Um
discípulo em busca da verdade
Nelson Kilpp *
Para muita
gente, fé e dúvida são incompatíveis. Porém muitas pessoas de fé têm dúvidas. E
isso não é nenhum escândalo. Pelo contrário, diria que é normal. Ao tentar
entender a realidade, a fé depara-se com contradições reais ou aparentes, que
exigem esclarecimento. O bom senso e a inteligência costumam então questionar a
fé, exigindo uma explicação. Tomé é exemplo dessa fé que não se contenta com
respostas fáceis e ingênuas, mas está em constante busca da verdade.
Tomé – o nome
aramaico significa gêmeo (em grego Dídimo) – é caracterizado como “incrédulo”.
Indevidamente, como veremos. Tomé aparece em quatro ocasiões marcantes da
história de Jesus. Na primeira vez, destaca-se como discípulo intrépido,
disposto a morrer por Jesus. Quando soube da doença de Lázaro, Jesus quer
voltar à Judeia. Mas os discípulos tentam dissuadi-lo porque os judeus tinham a
intenção de apedrejar Jesus (João 11.8). Tomé parece ser o único discípulo que
não tem medo. Afoitamente diz: “Vamos também nós para morrer” (11.16). Revela-se
de zelo e coragem, que se contrapõe aos demais e coloca-se totalmente ao lado
de Jesus, assumindo as consequências do discipulado.
Esse entusiasmo
inicial vai transformar-se aos poucos em busca insistente por compreensão. Como
também acontece com os outros, Tomé nem sempre entende tudo o que seu mestre
diz ou faz. Em João 14.5, faz-se porta-voz dos discípulos ao perguntar a Jesus:
“Senhor, não sabemos para onde vais, como saber o caminho?” Os discípulos não
entendem que Jesus deve ir pelo caminho do sofrimento para chegar ao Pai. E que
o acesso dos discípulos ao Pai passa por Jesus, que é “o caminho, a verdade e a
vida” (14.6). Aqui transparece a grande sede de Tomé de conhecer melhor o
significado das palavras e dos atos do mestre. O discípulo fiel e intrépido
começa a revelar o seu espírito inquieto e inquiridor, que busca a verdade.
Tomé aparece,
pela terceira vez, na cena da revelação de Jesus a seus discípulos oito dias
após a ressurreição (João 20.24-29), quando Jesus lhe mostra suas feridas para
que possa crer que ele é, de fato, o Jesus crucificado. Dois aspectos são
significativos nesse episódio. Em primeiro lugar, trata-se da segunda aparição
de Jesus a seus discípulos. Quando Jesus apareceu pela primeira vez, Tomé não
se encontrava entre eles. Onde teria estado? Sabemos que os outros se haviam
trancado numa casa por medo dos judeus (20.19). Tomé parece não ter sido tão
medroso assim. Após a morte de Jesus, ele não se afastou do grupo, mas também
não se escondeu.
Em segundo
lugar, Tomé responde ao relato dos colegas que diziam que Jesus havia
ressuscitado e aparecido a eles: “Se eu não vir nas suas mãos o sinal dos
cravos, e ali não puser o dedo, e não puser a mão no seu lado, de modo algum
acreditarei” (20.25).

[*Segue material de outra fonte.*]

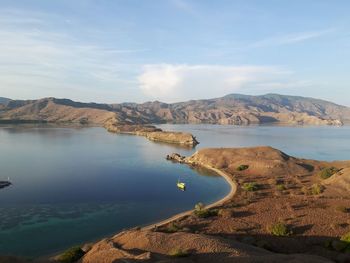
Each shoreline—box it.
[138,163,237,232]
[46,160,237,259]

Não se trata, na verdade, de falta de fé, mas de uma
desconfiança natural diante do insólito. Os discípulos podiam ter tido uma
visão irreal. Isso não era coisa incomum. O desespero e a decepção levam a
ilusões. Tomé acha que deve haver uma relação entre a pessoa vista pelos
colegas e a que sofreu a morte na cruz. Para Tomé, a diferença entre sonho e fé
legítima é a marca da cruz. A fé não é algo aéreo, que deixa “no mundo da lua”,
mas tem a marca da realidade do sofrimento. Não se trata, portanto, de
“descrença”, mas de zelo e compromisso com a verdade.
Tomé aparece,
pela última vez, na terceira aparição de Jesus junto ao mar da Galileia (João
21.2). Vemos aí que Tomé não se afastou da comunidade nem dela foi excluído por
causa de suas dúvidas. Diversos escritos posteriores foram atribuídos a Tomé.
Num deles, relata-se que foi enviado como missionário à Índia, onde sofreu
martírio. A tradição diz que sua sepultura está em Chenai (Madras).
Tomé foi um
discípulo com posição própria. Como entusiasmado e fiel seguidor de Jesus,
nunca deixou de usar seu raciocínio para questionar quando algo fugia à sua
compreensão. Ele nos ensina que, quando temos compreensão, talvez possamos
testemunhar de forma mais convincente: “Senhor meu e Deus meu” (20.28).